Bored Ape #2162 Is Now Untradeable
Due to an ongoing judicial case in Singapore, OpenSea has stopped trading for Bored Ape Yacht Club #2162 NFT on its platform.
On OpenSea, the world’s largest NFT marketplace, BAYC #2162 has been flagged as “reported for suspicious activity.” This marking makes it impossible for the present owner to sell the NFT. Prospective purchasers are also unable to make offers on the item.
According to a court filing and a statement from Singaporean legal firm Withers KhattarWong, a man named Rajesh Rajkumar was able to get an injunction from the Singapore High Court halting the sale when a loan deal with pseudonymous NFT collector chefpierre.eth deteriorated.
According to the law firm, all parties agreed to an NFT loan on March 19, followed by a refinancing arrangement a month later. This transaction took place on NFTfi, a platform for NFT lending.
Rajkumar utilized BAYC #2162 as collateral for the loan, according to the law firm’s statement, and both parties agreed on an extension clause for the refinanced loan. Although the plaintiff was unable to repay the debt by the due date, he still had the option of extending the repayment period as previously negotiated.
Chefpierre, according to Withers, did not fulfill the extension arrangement and instead foreclosed on the debt. The NFT was transferred from the platform’s escrow to chefpierre’s wallet as a result of this activity.
The BAYC floor price, which is the market value of the collection’s lowest item, is now 96 ETH.
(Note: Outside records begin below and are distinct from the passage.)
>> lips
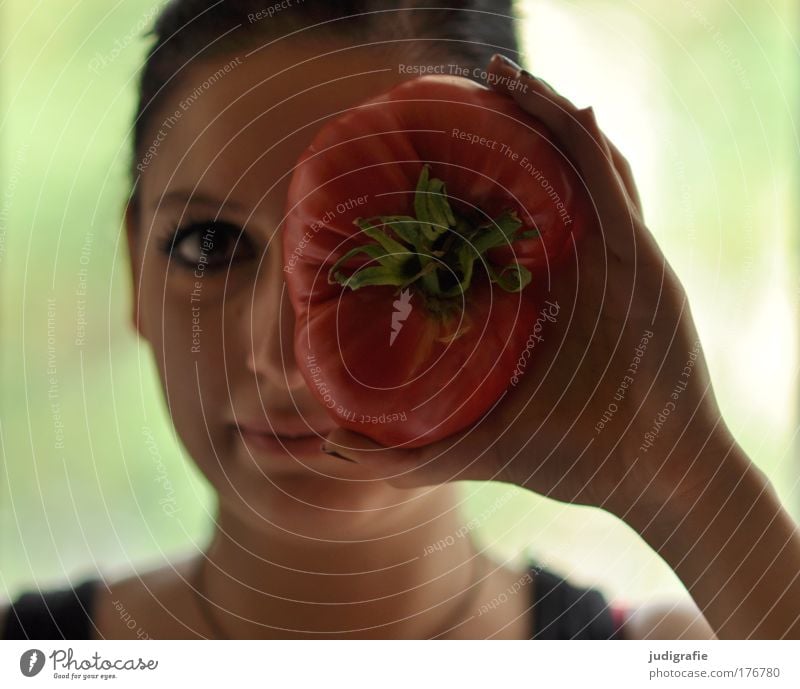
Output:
[234,412,336,441]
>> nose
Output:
[245,233,305,390]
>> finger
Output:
[606,137,644,219]
[489,56,638,226]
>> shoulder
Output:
[94,556,208,639]
[624,601,716,640]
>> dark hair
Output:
[131,0,519,209]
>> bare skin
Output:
[320,53,800,639]
[4,43,788,639]
[95,37,533,638]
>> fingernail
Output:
[319,443,358,464]
[495,53,522,72]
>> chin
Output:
[220,471,413,540]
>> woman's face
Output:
[128,37,418,535]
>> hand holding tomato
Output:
[325,56,734,515]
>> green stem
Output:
[328,164,538,311]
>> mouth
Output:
[233,421,335,456]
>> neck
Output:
[199,484,487,638]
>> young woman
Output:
[4,0,800,639]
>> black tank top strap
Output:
[0,579,100,640]
[529,566,622,639]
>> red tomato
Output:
[283,76,591,447]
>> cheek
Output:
[140,264,233,460]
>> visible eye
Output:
[161,220,256,271]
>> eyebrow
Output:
[153,189,246,210]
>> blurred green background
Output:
[0,0,800,601]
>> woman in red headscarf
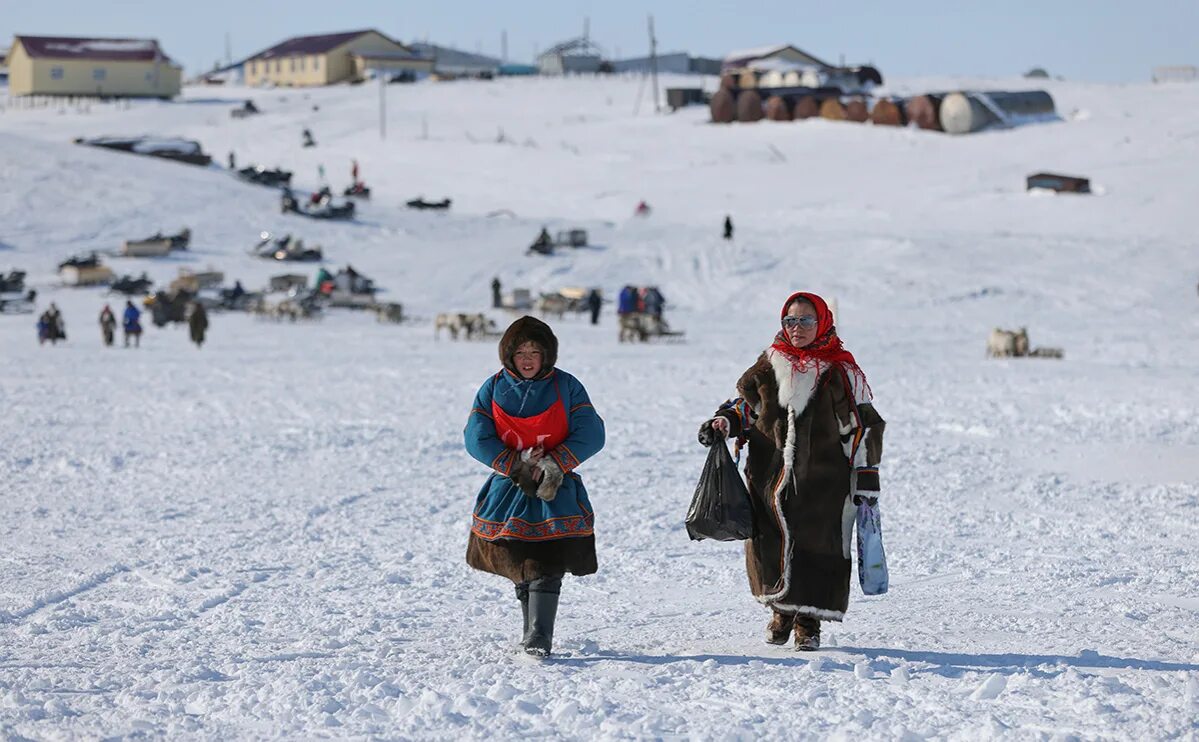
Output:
[699,291,885,650]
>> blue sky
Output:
[0,0,1199,82]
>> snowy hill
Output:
[0,78,1199,738]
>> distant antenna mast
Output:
[650,16,662,113]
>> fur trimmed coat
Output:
[717,349,886,621]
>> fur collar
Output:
[766,348,820,415]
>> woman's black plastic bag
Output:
[687,440,753,541]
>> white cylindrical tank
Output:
[940,90,1054,134]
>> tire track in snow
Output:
[0,563,133,623]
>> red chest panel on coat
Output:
[492,381,570,451]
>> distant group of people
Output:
[37,302,67,345]
[37,300,209,348]
[616,285,667,320]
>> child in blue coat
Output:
[465,316,604,657]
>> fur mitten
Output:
[537,456,564,502]
[508,459,537,497]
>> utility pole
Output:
[378,70,387,139]
[650,16,662,113]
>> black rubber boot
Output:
[524,575,562,657]
[517,583,529,646]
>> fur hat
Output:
[500,315,558,376]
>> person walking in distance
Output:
[121,300,141,348]
[100,304,116,348]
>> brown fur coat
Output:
[717,351,885,621]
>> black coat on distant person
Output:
[187,303,209,348]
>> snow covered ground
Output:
[0,78,1199,740]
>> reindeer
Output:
[987,327,1029,358]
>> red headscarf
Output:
[771,291,874,400]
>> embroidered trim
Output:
[470,511,595,541]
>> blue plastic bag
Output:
[857,497,888,595]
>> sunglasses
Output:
[783,314,819,330]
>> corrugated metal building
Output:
[537,36,603,74]
[408,42,500,77]
[611,52,724,74]
[245,29,433,88]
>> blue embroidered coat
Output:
[464,368,604,542]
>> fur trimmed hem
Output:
[759,598,845,621]
[466,533,598,584]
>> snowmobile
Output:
[342,182,370,199]
[0,291,34,314]
[0,270,25,294]
[141,290,195,327]
[108,273,153,296]
[249,231,324,261]
[237,165,291,188]
[279,189,354,219]
[406,197,451,209]
[59,252,100,271]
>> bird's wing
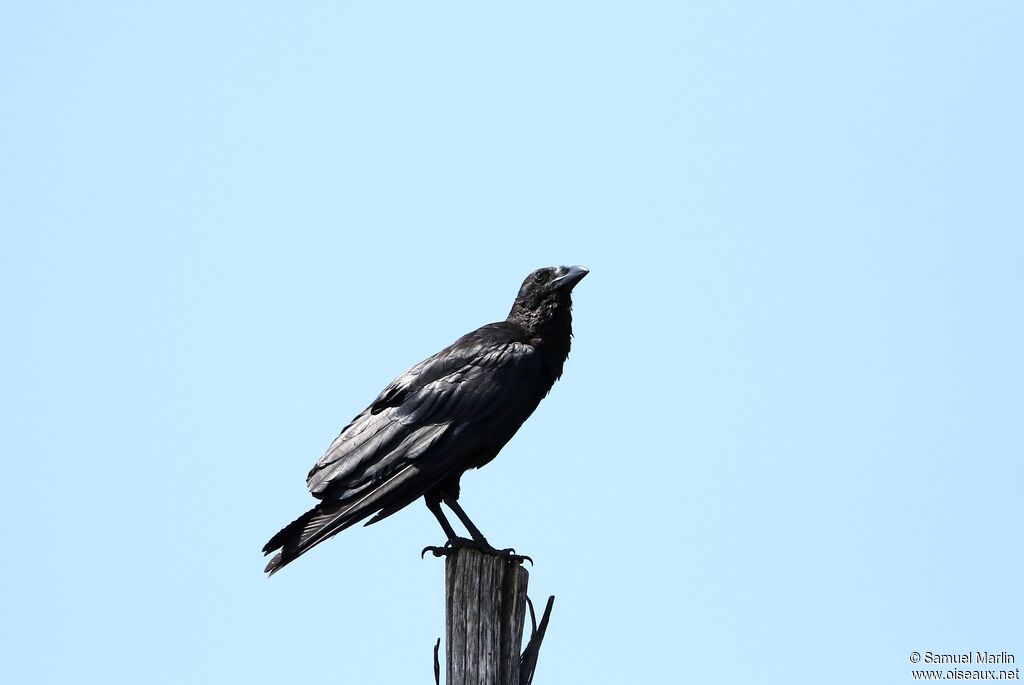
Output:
[307,332,541,500]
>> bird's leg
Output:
[420,495,473,558]
[441,494,487,551]
[441,493,534,563]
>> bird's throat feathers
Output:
[508,293,572,379]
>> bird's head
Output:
[509,266,590,329]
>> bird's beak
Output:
[554,266,590,290]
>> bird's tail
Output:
[263,501,369,575]
[263,467,433,575]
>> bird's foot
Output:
[420,538,534,566]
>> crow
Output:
[263,266,589,575]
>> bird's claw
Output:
[420,542,452,559]
[420,538,534,566]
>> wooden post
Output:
[444,548,529,685]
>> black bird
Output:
[263,266,589,574]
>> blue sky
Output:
[0,2,1024,684]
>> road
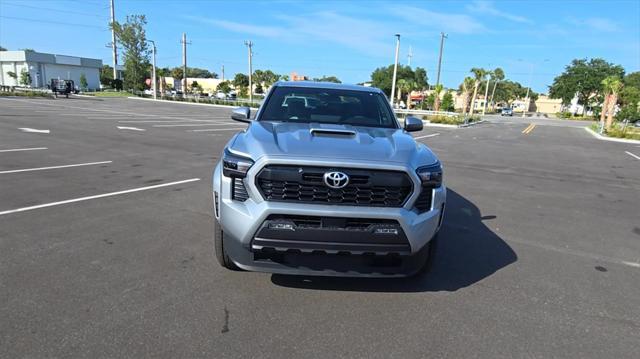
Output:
[0,98,640,358]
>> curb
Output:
[583,127,640,145]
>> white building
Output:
[0,51,102,89]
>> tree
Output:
[440,91,455,111]
[80,72,89,91]
[100,65,113,86]
[20,69,31,86]
[549,58,624,113]
[616,71,640,122]
[216,81,231,94]
[180,67,218,79]
[397,78,418,109]
[602,76,623,131]
[459,76,476,115]
[111,15,149,91]
[371,65,429,96]
[171,67,184,79]
[433,84,444,111]
[491,67,505,108]
[191,81,202,93]
[233,73,249,96]
[313,75,342,84]
[469,67,487,116]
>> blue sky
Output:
[0,0,640,92]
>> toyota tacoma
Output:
[213,82,446,277]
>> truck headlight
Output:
[416,162,442,188]
[222,148,253,178]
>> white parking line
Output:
[152,122,237,127]
[0,161,113,174]
[189,127,246,132]
[624,151,640,160]
[413,132,440,140]
[18,127,51,133]
[0,178,200,216]
[0,147,48,152]
[118,120,231,124]
[116,126,146,131]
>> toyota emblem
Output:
[324,172,349,189]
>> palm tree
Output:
[396,79,418,110]
[469,67,487,115]
[433,84,444,112]
[491,67,505,110]
[458,76,475,115]
[600,76,622,131]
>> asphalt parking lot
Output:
[0,98,640,358]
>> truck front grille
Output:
[256,165,413,207]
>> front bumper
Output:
[213,158,446,277]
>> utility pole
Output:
[391,34,400,108]
[436,32,448,86]
[148,40,158,100]
[244,40,253,102]
[110,0,118,80]
[180,32,191,94]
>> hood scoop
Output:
[309,127,356,137]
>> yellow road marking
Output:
[522,123,536,135]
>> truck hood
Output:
[230,121,437,165]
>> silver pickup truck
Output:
[213,82,446,277]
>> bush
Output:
[422,115,480,125]
[589,123,640,140]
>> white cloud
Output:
[389,5,487,34]
[467,0,532,23]
[185,16,286,37]
[567,17,620,32]
[185,11,393,56]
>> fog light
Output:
[373,228,398,234]
[269,223,293,231]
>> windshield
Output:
[260,87,397,128]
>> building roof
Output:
[0,50,102,68]
[273,81,382,93]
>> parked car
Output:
[500,107,513,116]
[212,82,447,277]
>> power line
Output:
[0,15,109,31]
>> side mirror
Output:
[404,117,422,132]
[231,107,251,123]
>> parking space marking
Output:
[624,151,640,160]
[152,122,237,127]
[0,147,48,152]
[522,123,536,135]
[118,120,234,123]
[0,178,200,216]
[18,127,51,133]
[0,161,113,174]
[116,126,146,131]
[413,132,440,140]
[189,127,246,132]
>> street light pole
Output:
[149,40,158,100]
[391,34,400,107]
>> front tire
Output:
[213,219,241,271]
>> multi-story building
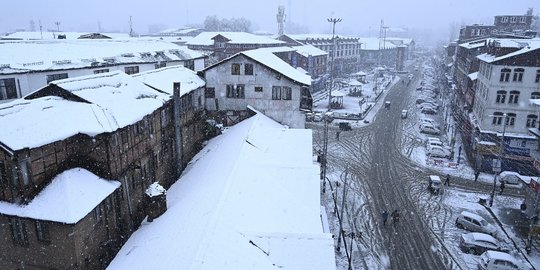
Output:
[473,39,540,175]
[0,67,204,269]
[278,34,361,75]
[204,47,312,128]
[186,32,285,62]
[0,39,204,102]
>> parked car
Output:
[499,171,521,185]
[420,107,438,114]
[420,124,441,135]
[459,232,506,255]
[401,110,408,119]
[428,175,442,194]
[456,211,497,235]
[478,250,525,270]
[426,146,450,158]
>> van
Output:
[456,211,497,236]
[478,250,524,270]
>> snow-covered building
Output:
[204,47,312,128]
[473,39,540,175]
[0,39,204,102]
[186,32,285,64]
[108,110,336,270]
[278,34,361,74]
[0,66,205,269]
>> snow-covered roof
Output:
[0,31,129,40]
[132,66,206,96]
[108,113,336,270]
[0,38,203,74]
[0,168,120,224]
[468,71,478,81]
[187,32,285,46]
[358,37,397,51]
[292,44,328,57]
[0,71,170,150]
[477,38,540,63]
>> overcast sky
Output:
[0,0,540,38]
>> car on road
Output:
[499,171,521,185]
[401,110,408,119]
[419,124,441,135]
[478,250,525,270]
[459,232,505,255]
[456,211,497,235]
[426,146,451,158]
[428,175,442,194]
[420,107,438,114]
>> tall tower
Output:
[276,6,286,36]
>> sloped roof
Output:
[187,32,285,46]
[0,168,120,224]
[0,38,203,74]
[0,71,174,150]
[108,113,336,270]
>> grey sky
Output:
[0,0,540,38]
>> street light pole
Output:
[327,18,341,111]
[489,113,508,207]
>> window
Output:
[525,114,538,128]
[94,68,109,74]
[227,84,245,98]
[0,79,17,100]
[282,86,292,100]
[9,218,28,246]
[47,73,68,84]
[244,64,253,75]
[508,90,519,104]
[19,159,32,186]
[204,87,216,98]
[495,91,506,103]
[231,63,240,75]
[506,113,516,126]
[499,68,511,82]
[491,112,504,126]
[94,204,103,224]
[512,68,525,82]
[161,109,169,127]
[0,161,7,186]
[36,220,51,242]
[124,66,139,75]
[272,86,281,100]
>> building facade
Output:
[0,67,205,269]
[204,47,312,128]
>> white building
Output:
[204,47,312,128]
[473,37,540,172]
[0,39,204,102]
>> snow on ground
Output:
[109,114,336,269]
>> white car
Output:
[426,146,450,158]
[478,250,525,270]
[459,233,503,255]
[420,124,441,135]
[456,211,497,235]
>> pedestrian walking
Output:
[391,209,399,226]
[381,210,388,226]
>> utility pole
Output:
[489,113,508,207]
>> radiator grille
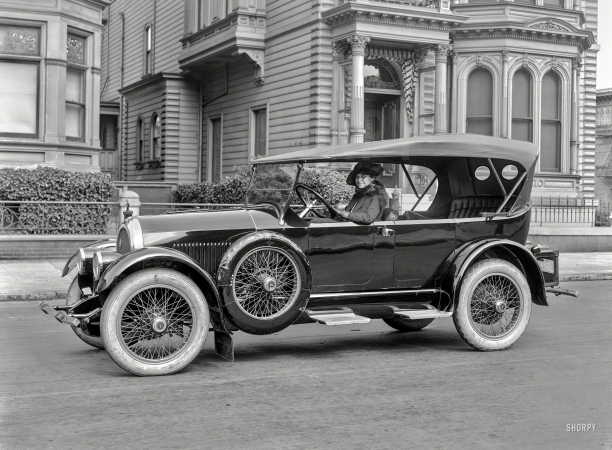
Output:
[173,242,230,276]
[117,228,130,255]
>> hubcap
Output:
[151,317,168,333]
[263,277,276,292]
[495,300,508,314]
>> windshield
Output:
[245,164,298,209]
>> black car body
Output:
[42,134,568,375]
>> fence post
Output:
[118,191,140,223]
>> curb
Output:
[0,273,612,303]
[559,273,612,281]
[0,291,66,303]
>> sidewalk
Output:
[0,252,612,301]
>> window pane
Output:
[512,119,533,142]
[467,118,493,136]
[253,109,267,156]
[467,69,493,117]
[66,103,83,139]
[66,68,83,103]
[0,61,38,134]
[542,71,561,119]
[512,69,531,118]
[540,121,561,172]
[544,0,565,8]
[211,119,221,181]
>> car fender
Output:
[442,239,548,307]
[217,230,312,290]
[96,247,220,305]
[62,238,117,277]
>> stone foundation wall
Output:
[0,234,116,260]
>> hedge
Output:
[0,166,113,234]
[173,166,353,204]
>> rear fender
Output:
[62,239,117,277]
[442,239,548,307]
[96,247,220,307]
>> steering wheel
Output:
[295,183,338,219]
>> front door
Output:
[308,222,375,293]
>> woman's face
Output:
[355,173,374,189]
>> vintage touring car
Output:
[41,134,572,375]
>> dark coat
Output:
[344,180,389,224]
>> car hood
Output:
[137,209,256,247]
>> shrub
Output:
[0,166,113,234]
[173,165,353,204]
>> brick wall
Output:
[0,235,115,260]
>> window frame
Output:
[510,68,535,143]
[149,111,163,161]
[64,63,87,142]
[465,66,495,136]
[142,23,153,76]
[206,114,223,182]
[0,58,42,139]
[249,103,270,160]
[136,116,145,163]
[538,69,564,174]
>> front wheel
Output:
[100,269,210,376]
[453,259,531,351]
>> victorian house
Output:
[0,0,110,171]
[101,0,598,201]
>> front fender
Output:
[96,247,220,304]
[62,239,117,277]
[442,239,548,307]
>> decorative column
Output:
[434,45,452,134]
[450,51,459,133]
[501,50,509,138]
[347,35,370,143]
[570,58,582,175]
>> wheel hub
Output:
[495,300,508,314]
[263,276,277,292]
[151,317,168,333]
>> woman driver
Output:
[334,161,389,224]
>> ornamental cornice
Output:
[451,27,593,51]
[323,3,464,31]
[45,58,68,67]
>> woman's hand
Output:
[334,208,349,219]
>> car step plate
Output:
[392,306,453,320]
[306,308,370,325]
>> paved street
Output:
[0,281,612,450]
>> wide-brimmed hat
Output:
[346,161,384,186]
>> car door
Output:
[308,222,376,292]
[393,214,456,288]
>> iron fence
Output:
[531,197,611,227]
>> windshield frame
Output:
[244,162,304,225]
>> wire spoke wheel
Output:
[118,285,194,362]
[453,258,531,351]
[469,274,523,339]
[232,247,301,319]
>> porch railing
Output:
[531,197,612,227]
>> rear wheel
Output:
[100,269,210,376]
[66,275,104,350]
[453,259,531,351]
[383,317,434,331]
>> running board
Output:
[305,307,370,325]
[389,305,453,320]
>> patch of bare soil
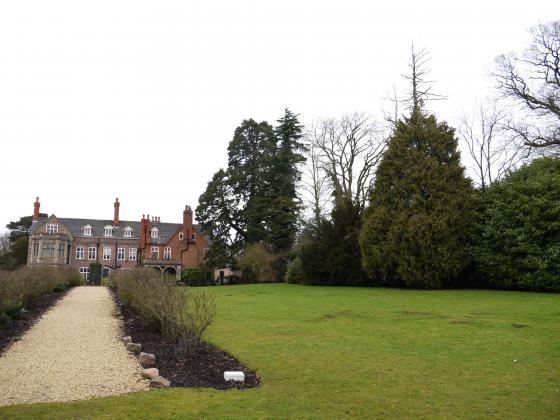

“While we don’t offer details about enforcement actions on individual collections, I can share that our platform policies and Terms of Service explicitly prohibit the use of OpenSea to buy, sell or transfer stolen items, fraudulently obtained items, items taken without authorization and/or any other illegally obtained items or launder money,” a spokesperson for OpenSea told The Block.
The floor price of the NFT collection Bored Ape Yacht Club went below $200,000 on Wednesday. BAYC’s floor price has dropped by a third in ETH terms and by more than 50% in dollar terms from the beginning of May, when the cheapest Bored Ape was $420,000.